Since we’re in Dixie, I remind us that enslaved women were, in fact, forced
to suckle someone else’s children. We are quiet for a moment, protecting
our breasts, thinking about that. “That’s it,” says one of
the faculty members as she walks past me after the class, “I’m giving
up dairy.”
An alliance between feminists and animal liberation activists is long overdue.
Animal advocates must make explicit and purposeful coalitions with individuals
and organizations working for the liberation of women.

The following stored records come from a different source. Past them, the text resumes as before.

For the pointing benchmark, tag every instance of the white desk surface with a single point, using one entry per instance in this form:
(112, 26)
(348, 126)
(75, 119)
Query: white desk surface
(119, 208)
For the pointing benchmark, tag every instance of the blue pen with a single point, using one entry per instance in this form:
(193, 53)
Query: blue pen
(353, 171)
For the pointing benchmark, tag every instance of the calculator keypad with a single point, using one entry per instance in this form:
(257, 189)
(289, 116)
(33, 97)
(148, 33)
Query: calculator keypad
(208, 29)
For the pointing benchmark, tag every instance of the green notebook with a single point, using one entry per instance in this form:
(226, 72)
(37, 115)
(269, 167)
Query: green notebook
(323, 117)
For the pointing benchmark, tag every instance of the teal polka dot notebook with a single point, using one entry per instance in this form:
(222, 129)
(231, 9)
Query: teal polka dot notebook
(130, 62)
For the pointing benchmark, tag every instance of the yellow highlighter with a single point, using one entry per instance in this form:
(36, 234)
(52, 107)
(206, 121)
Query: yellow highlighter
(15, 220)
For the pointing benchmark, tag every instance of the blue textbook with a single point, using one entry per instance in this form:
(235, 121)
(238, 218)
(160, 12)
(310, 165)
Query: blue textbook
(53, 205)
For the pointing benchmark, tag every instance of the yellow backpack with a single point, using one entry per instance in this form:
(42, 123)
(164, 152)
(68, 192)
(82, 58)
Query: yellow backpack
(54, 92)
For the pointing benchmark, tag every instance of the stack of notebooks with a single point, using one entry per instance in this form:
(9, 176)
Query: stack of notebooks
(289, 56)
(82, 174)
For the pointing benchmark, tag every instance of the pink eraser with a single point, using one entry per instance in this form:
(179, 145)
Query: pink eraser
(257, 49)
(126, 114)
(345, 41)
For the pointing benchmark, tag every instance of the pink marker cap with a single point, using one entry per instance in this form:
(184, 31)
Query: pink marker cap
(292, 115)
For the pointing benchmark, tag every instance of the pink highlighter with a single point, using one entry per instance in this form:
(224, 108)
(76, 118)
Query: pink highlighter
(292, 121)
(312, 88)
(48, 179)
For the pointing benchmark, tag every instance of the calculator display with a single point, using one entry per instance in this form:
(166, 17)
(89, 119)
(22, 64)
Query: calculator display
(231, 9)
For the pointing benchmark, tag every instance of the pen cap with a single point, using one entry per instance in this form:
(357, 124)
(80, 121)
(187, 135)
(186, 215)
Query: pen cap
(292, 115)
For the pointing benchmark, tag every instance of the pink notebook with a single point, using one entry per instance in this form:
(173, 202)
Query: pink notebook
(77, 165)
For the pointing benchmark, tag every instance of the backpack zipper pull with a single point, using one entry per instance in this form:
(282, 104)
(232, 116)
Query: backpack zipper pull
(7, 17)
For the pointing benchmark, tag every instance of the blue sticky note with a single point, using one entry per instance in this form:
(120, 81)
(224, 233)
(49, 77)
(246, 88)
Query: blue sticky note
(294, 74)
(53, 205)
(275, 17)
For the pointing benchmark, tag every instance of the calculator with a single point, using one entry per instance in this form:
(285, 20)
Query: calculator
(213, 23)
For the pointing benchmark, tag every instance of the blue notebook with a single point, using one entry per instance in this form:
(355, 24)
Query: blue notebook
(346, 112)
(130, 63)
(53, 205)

Milk is the most promising potential joint project. Cows are forcibly and repeatedly
impregnated so that their bodies will produce milk for their calves. People then
steal both the milk and the calves in order to produce profits for the dairy
and veal industries. The cows suffer painful physical ailments, such as mastitis,
as well as the emotional distress of having their children and their own freedom
torn away from them. Meanwhile, milk products are responsible for an unhealthy
acceleration in the onset of menses in girls and are also correlated with breast
cancer in women. Thus the mammary glands of cows are exploited in order to produce
a product that harms the mammary glands of women.
Eggs are another option. Here again, female animals suffer unspeakable torments
so that elements of their reproductive systems can be exploited for profit. And,
again, the products end up hurting the equivalent part of women’s bodies.

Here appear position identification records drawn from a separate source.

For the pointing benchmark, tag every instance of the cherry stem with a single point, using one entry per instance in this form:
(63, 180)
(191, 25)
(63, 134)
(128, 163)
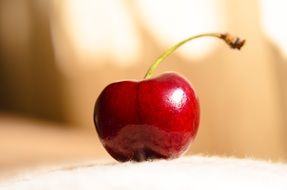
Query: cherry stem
(232, 41)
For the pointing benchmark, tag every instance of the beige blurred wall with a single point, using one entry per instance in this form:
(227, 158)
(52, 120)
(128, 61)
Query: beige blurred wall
(243, 94)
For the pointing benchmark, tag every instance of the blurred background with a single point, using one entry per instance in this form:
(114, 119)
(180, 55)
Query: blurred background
(57, 56)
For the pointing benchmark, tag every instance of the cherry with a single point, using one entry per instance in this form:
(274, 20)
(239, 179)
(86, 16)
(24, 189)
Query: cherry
(153, 118)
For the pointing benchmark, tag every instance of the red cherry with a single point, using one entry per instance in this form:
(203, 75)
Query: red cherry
(153, 118)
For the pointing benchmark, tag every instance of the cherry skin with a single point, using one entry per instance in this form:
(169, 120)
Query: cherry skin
(153, 118)
(149, 119)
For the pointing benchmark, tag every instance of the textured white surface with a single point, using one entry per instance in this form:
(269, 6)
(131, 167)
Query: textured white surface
(195, 172)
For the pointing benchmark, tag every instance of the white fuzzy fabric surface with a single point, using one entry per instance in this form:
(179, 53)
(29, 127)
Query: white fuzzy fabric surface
(194, 172)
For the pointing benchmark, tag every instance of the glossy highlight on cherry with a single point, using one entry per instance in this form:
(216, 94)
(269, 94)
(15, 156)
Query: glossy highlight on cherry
(155, 118)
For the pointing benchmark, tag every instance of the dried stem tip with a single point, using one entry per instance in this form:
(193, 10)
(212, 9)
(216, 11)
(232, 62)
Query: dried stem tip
(233, 41)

Recent research links egg consumption to ovarian cancer.
Whatever topic we choose, we must make sure that our efforts are real rather
than hypothetical. Theoretical ecofeminism is a contradiction in terms. If we
want to heal the ruptures that separate us from the earth, other animals, and
ourselves, then we’ve got to do it with our whole selves.
Earlier this year, here at the Eastern Shore Sanctuary, a young female Muscovy
duck called “Seagull” waded into the fray when a newly arrived rooster,
who had been trained by people to be aggressive, started picking on one of the
elderly roosters in the front yard. Marching into the middle of the altercation,
Seagull said something to each of the roosters in turn and then used her body
to walk the aggressor away from the victim, talking to him in a scolding tone
the whole time. Our challenge is to be at least as courageous and compassionate
in our efforts to repair the damage that our own species has done. If little
Seagull is willing to put her body on the line, the least we can do is to follow
her lead.
Pattrice Jones is coordinator of the Eastern Shore Sanctuary and Education Center.
Her chapter “Mothers with Monkeywrenches: Feminist Imperatives and the
Animal Liberation Front” appears in Terrorists or Freedom Fighters?
Critical
Reflections on the Liberation of Animals published by Lantern Books.